– Нет, ты скажи, говорил я или нет?

– Что-то не упомню.

– Ну так считай, что я говорю тебе.

Выдержав паузу, Джеймс проворчал:

– Что ж, считай, что и я тебе сказал.

Энтони усмехнулся:

– Я и старших люблю, но никогда не скажу им об этом. Для них это будет шок, ты понимаешь.

Джеймс подвигал бровью:

– А на меня, значит, можно обрушиваться?

– Конечно, можно, старина!

– С чем обрушиваться? – спросила, подходя, Джорджина.

– Так, ни с чем, моя милая. Мой братец, как всегда, словно шило в заду…

– Полагаю, не в такой степени, как мой?

Джеймс тотчас насторожился:

– Он что, сказал тебе какую-нибудь гадость?

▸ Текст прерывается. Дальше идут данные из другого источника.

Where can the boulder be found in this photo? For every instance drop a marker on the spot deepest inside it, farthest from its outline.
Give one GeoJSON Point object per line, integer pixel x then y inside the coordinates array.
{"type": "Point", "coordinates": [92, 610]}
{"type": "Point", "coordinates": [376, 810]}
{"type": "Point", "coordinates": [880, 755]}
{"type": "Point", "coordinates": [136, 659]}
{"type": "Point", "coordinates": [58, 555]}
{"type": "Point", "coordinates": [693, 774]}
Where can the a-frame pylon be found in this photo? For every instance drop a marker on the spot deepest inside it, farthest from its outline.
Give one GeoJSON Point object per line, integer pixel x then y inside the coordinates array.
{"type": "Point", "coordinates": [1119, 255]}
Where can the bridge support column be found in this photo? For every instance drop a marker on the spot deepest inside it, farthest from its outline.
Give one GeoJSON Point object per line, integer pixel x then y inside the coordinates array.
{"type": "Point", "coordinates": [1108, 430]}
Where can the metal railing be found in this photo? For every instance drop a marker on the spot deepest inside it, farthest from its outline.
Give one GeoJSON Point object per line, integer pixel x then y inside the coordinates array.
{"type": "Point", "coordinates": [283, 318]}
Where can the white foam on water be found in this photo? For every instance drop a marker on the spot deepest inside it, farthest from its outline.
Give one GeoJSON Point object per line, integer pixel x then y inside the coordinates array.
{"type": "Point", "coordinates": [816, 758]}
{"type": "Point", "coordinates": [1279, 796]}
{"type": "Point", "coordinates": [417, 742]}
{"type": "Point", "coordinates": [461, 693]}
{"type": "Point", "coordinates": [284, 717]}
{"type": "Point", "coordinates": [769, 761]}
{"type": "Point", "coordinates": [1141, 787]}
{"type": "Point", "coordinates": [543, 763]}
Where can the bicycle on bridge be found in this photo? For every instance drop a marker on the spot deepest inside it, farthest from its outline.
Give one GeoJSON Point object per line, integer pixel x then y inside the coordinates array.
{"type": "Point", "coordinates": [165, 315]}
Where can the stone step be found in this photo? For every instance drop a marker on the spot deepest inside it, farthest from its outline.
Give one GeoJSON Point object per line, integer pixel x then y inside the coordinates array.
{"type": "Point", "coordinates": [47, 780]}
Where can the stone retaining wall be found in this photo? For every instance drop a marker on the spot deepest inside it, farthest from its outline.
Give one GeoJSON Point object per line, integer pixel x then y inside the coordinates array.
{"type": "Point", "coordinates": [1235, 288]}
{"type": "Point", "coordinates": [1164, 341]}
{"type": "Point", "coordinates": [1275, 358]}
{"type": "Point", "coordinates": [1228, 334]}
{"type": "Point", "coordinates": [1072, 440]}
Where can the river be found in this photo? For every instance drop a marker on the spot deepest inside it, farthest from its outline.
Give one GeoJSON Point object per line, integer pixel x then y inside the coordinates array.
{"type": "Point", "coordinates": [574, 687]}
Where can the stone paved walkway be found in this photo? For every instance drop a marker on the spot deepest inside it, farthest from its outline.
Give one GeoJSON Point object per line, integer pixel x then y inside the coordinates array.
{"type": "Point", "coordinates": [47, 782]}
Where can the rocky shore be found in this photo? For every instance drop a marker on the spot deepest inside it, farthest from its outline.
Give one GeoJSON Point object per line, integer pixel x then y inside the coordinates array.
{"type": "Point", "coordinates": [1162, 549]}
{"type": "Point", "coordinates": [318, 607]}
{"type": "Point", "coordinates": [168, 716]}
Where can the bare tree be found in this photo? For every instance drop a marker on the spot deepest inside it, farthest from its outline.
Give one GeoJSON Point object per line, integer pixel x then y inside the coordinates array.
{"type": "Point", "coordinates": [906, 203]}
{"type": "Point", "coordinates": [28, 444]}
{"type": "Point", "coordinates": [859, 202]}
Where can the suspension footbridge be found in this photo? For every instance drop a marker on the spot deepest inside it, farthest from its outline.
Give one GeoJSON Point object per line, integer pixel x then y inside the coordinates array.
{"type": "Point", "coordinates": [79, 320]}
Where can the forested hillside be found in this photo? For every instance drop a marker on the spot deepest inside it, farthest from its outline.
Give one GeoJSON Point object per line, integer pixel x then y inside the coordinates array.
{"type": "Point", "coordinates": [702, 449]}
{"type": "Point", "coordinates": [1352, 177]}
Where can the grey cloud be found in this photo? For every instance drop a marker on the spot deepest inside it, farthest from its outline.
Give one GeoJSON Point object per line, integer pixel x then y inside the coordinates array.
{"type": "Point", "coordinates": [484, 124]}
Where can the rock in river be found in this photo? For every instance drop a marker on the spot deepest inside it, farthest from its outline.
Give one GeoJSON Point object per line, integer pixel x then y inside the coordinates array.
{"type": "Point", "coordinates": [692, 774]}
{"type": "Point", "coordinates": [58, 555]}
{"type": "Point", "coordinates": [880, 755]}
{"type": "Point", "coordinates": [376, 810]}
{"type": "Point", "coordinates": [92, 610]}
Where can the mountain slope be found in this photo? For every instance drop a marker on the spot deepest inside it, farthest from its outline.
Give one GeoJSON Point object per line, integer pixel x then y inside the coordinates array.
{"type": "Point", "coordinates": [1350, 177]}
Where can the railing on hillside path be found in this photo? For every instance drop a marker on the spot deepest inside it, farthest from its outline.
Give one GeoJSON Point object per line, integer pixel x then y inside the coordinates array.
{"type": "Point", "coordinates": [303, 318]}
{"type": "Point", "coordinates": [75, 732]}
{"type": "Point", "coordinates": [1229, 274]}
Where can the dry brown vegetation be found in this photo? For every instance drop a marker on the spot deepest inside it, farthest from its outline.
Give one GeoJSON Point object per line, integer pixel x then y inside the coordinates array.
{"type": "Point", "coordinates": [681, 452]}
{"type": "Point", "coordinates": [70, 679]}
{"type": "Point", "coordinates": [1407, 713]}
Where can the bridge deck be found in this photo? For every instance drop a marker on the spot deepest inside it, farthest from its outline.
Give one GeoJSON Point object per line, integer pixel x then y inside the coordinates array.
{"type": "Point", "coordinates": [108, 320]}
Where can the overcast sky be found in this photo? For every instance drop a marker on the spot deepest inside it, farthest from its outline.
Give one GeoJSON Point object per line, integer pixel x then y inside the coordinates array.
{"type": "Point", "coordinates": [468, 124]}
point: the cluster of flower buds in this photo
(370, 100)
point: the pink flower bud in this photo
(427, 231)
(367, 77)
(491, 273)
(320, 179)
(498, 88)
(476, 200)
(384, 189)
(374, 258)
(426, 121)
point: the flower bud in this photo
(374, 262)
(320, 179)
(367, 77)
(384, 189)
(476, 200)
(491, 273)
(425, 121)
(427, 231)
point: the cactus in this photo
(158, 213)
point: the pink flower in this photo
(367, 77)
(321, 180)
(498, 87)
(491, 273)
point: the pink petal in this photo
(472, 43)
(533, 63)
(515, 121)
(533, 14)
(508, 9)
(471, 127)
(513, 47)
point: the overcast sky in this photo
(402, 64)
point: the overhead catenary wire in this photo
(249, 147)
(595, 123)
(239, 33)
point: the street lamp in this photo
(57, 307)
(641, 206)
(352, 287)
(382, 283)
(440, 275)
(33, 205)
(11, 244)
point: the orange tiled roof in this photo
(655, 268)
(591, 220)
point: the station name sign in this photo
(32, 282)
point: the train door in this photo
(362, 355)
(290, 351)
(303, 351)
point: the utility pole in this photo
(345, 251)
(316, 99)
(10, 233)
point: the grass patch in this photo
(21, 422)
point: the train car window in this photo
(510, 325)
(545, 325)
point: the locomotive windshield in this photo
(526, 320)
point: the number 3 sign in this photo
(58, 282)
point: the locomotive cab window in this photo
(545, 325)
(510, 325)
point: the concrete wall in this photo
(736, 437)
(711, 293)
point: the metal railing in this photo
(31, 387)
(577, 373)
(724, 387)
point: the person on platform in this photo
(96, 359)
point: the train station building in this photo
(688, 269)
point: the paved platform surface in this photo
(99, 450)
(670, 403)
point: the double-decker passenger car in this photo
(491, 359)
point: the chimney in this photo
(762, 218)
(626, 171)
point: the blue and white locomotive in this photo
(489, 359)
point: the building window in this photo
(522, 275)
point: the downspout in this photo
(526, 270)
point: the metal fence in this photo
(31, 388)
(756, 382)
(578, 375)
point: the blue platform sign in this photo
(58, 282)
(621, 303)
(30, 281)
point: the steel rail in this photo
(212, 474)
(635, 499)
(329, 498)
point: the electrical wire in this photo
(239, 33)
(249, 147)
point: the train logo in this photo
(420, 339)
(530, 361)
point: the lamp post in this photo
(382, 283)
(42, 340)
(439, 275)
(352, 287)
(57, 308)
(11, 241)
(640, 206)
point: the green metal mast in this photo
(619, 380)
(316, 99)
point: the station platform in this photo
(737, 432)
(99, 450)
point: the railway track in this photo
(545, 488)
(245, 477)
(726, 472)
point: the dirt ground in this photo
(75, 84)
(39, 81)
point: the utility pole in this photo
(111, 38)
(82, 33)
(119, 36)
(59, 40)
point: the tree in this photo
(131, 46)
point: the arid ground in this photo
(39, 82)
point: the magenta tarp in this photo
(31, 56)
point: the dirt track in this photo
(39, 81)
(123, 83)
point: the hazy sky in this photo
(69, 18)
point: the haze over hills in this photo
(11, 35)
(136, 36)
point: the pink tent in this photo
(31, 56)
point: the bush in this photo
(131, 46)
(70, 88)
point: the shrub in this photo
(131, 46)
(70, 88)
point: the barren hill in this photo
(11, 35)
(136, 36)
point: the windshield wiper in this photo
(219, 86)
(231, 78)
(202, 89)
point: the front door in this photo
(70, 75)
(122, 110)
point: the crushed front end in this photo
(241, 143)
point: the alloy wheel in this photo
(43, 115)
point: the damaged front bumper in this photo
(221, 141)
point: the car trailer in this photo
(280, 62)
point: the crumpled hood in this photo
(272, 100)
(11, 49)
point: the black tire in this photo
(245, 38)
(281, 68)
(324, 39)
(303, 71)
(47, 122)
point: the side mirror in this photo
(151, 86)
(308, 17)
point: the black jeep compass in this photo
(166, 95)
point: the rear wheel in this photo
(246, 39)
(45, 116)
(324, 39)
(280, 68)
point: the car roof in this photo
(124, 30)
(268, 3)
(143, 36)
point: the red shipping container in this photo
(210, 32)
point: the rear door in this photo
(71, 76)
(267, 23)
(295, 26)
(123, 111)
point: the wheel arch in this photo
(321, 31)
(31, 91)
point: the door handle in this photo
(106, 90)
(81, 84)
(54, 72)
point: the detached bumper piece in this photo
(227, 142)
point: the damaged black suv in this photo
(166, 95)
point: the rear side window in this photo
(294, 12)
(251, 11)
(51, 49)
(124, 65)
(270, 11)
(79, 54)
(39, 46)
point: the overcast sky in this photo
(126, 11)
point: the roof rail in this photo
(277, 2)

– Нет, разумеется, нет, – уверила она его. – Он никому еще ничего не сказал за весь вечер. – Она вздохнула. – Что, если ты, Джеймс, первым начнешь…

– Прикуси-ка язычок, Джорджи, – воскликнул он, изображая ужас на лице. – Мы находимся с ним в одном помещении. Полагаю, что этого и так вполне достаточно.

– Ну Джеймс, – льстиво заканючила Джорджина.

– Джорджи! – угрожающе произнес он.

– Ну пожалуйста!

Энтони стал смеяться. Он видел, что его брат медленно погибает. Его смех стоил ему гневного взгляда, которым одарил его Джеймс, разрешая своей жене препровождать его на другой конец гостиной, туда, где находился ее несносный брат.

Ей пришлось снова применить толчок локтем под ребра, и лишь после этого Джеймс раскрыл рот и процедил:

– Андерсен.

– Мэлори? – столь же кратко процедил Уоррен.

Тут Джеймс расхохотался и заключил в объятия Уоррена и Джорджину.

– Боюсь, что мне придется сдаться первому, – сказал он, продолжая смеяться. – Видно, ты никогда не сможешь научиться ненавидеть кого-нибудь так, как это положено в приличном обществе.

– Как это понимать? – насторожился Уоррен.

– Считается, что ты очень любишь всякие ссоры, мой дорогой.

– Я бы попросил…

– Уоррен! – резко выкрикнула Джорджина. – Прошу тебя, ради Бога!

С минуту он смотрел на нее. Потом с видом явного неудовольствия протянул Джеймсу руку. Джеймс охотно принял это натянутое мирное соглашение, продолжая улыбаться.

– Я понимаю, какую досаду тебе приносит все это, старина. Но будь уверен, твоя сестра остается в руках у человека, любящего ее так, что из нее дух вон.

– Дух вон? – нахмурилась Джорджина.

Золотистая бровь Джеймса изогнулась, он понаблюдал за эффектом, произведенным его фразой, затем снял напряжение:

– А разве ты не теряла дыхание в постели со мной пару часов тому назад?

– Джеймс! – возмутилась Джорджина, щеки ее вспыхнули. Как мог он вымолвить такое в присутствии Уоррена и всех гостей!

Но концы губ Уоррена внезапно дрогнули и слегка двинулись вверх.

– Ладно, Мэлори. Ты здорово это сказал. Увидишь, если ты и дальше будешь заботиться, чтобы моя сестра была счастлива, мне не понадобится больше приезжать, чтобы убить тебя.

– Так-то лучше, парень, – воскликнул Джеймс, смеясь. – Джорджи, а ведь он исправляется. Убей меня Бог, если это не так.